Vista students pile on healthy lunches
Who says lunchtime isn’t educational? It certainly was for students at Vista Elementary School recently.
Granite District Food Services brought its “A to Z Salad Bar” lunch program to Vista on March 13. Students got to enjoy a huge variety of fruits and vegetables with names beginning with every letter of the alphabet, some of them familiar to the students and some completely new. The colorful spread, along with fun signage and balloons shaped like fruits and vegetables, was designed to make healthy food appealing to them, and get them try something new.
“At that age it can be a challenge,” District Food Services Representative Amy O’Grady said. “Our goal is to capture those most resistant to fruits and vegetables.”

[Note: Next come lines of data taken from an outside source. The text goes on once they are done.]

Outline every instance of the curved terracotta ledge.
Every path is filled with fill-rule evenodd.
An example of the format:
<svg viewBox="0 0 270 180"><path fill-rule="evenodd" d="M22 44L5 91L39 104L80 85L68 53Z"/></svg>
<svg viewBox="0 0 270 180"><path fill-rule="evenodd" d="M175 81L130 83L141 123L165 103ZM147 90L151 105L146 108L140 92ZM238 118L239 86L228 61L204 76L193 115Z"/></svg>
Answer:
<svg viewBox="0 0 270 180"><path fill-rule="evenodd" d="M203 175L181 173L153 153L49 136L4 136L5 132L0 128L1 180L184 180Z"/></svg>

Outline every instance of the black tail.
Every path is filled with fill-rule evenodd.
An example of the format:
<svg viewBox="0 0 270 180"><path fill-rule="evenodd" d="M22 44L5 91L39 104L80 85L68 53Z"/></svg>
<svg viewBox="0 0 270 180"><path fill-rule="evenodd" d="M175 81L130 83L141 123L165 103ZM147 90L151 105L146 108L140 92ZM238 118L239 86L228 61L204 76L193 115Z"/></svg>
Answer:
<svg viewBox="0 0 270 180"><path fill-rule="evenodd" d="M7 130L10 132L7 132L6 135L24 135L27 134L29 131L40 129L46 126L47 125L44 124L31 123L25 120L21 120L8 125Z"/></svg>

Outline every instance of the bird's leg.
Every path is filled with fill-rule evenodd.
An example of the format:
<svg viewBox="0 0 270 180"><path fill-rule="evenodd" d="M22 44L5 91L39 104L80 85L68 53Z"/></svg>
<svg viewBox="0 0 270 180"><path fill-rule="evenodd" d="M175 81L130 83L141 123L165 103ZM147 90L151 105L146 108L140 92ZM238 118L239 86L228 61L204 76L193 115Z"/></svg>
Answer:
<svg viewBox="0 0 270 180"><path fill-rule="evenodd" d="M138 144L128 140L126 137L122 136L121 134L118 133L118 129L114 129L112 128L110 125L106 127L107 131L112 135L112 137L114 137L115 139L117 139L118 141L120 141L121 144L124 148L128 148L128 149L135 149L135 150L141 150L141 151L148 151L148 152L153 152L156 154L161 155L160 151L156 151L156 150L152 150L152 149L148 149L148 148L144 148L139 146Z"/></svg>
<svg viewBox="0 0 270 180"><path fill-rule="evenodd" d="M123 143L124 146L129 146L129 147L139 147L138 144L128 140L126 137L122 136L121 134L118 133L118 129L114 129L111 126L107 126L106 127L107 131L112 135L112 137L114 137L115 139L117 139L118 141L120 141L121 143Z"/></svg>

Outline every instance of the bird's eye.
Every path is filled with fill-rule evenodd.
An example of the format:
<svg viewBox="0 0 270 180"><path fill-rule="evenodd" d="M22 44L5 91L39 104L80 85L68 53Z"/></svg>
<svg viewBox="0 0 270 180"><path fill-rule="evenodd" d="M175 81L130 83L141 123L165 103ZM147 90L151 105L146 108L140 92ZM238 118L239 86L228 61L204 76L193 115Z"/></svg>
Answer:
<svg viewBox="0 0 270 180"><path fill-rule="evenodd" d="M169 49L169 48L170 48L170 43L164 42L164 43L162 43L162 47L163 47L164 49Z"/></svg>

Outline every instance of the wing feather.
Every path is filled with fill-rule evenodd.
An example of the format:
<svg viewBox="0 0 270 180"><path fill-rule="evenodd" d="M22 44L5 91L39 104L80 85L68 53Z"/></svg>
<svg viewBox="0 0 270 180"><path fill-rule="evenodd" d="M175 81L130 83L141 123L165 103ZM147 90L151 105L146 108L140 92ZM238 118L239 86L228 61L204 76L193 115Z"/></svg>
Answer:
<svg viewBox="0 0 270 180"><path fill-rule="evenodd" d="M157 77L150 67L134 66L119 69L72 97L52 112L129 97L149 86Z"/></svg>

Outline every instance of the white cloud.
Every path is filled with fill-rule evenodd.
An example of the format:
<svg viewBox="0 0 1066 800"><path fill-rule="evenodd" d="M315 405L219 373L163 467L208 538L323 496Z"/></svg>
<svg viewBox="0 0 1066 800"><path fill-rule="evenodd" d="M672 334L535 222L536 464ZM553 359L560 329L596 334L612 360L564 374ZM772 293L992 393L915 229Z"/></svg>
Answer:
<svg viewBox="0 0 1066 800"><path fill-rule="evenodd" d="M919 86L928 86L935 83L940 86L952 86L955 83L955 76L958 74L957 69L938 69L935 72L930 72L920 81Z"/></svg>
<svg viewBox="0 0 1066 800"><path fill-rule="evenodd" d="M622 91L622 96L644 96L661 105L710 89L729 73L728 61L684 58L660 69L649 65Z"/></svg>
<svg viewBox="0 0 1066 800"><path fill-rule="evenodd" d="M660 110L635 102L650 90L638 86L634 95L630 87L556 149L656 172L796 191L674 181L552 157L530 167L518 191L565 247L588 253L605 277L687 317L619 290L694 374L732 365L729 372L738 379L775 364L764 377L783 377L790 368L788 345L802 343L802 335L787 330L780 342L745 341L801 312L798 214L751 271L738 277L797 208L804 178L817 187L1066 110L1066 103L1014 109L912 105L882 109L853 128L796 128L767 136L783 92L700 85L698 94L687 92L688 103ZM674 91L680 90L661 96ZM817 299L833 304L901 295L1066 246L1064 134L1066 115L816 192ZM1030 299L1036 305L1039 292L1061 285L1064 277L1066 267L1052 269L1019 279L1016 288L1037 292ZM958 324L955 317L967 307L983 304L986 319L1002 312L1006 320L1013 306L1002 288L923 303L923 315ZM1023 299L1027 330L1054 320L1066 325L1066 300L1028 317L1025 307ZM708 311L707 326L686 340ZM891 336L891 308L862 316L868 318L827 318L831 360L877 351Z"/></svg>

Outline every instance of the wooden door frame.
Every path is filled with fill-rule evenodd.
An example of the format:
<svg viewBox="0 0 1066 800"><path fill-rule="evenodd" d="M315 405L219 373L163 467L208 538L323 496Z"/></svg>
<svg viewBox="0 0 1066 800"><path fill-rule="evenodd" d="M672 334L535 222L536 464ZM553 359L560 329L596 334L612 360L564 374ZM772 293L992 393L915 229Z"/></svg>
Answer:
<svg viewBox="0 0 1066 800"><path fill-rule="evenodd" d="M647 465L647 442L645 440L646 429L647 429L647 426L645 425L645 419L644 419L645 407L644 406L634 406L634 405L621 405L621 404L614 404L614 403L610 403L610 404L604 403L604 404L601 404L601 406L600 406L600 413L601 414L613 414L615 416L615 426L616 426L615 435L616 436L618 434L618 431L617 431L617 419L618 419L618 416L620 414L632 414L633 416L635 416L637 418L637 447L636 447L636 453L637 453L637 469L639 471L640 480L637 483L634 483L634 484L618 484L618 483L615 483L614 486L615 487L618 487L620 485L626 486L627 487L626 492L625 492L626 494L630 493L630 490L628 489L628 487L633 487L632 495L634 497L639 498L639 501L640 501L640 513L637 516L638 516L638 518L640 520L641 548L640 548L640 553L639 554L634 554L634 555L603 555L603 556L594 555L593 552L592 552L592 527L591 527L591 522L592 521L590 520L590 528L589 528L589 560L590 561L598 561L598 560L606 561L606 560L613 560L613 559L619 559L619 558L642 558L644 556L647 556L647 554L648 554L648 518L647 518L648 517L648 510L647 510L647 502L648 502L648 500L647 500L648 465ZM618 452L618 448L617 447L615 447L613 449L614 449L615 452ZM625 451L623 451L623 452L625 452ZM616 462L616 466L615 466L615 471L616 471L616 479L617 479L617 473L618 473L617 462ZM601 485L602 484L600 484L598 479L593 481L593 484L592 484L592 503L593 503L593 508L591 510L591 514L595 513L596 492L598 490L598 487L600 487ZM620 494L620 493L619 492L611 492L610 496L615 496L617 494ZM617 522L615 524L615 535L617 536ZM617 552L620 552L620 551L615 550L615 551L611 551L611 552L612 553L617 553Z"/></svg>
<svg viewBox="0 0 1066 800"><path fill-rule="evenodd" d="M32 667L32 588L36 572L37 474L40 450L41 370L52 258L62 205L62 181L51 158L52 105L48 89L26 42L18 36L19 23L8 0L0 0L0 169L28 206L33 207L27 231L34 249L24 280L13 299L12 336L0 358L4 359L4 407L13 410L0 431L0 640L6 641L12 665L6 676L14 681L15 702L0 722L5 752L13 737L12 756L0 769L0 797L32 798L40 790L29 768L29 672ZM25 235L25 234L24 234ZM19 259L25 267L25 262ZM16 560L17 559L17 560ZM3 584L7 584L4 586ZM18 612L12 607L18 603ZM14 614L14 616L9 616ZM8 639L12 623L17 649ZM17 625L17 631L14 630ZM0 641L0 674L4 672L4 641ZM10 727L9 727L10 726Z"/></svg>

Regular school lunches do include fruits and veggies already—students are required to have at least half a cup of either one every day, as per National School Lunch Program regulations. The “A to Z Salad Bar” is an extra treat with more extensive choices.
“It’s delightful because the kids are exposed to not only the alphabet, but fruits and vegetables that they never would have,” Vista’s assistant principal Mary Beth Schmidt said. And because of the alphabet theme, “The little children can relate to it as well as the older ones.”
Among the familiar strawberries and bananas were such things as asparagus, edamame, jicama and “ugly fruit.”
The salad bar is so extensive in fact, that it takes up a full quarter of an elementary school’s lunchroom space, O’Grady said. Although good for an occasional visit, it’s not really practical for everyday use.
However, the students seem to care very little about its impracticality, she said.
“Across the board it’s ‘Can we do this every day?’” O’Grady said.
Food Services is about food on the surface, but underneath that it is as much about education as any other aspect of the school system, O’Grady said.
“We really want to reach kids on the level of healthy lifestyles,” she said.
If students find one new thing they like and convince their parents to buy it at the grocery store, that would be considered a win for the program, she said.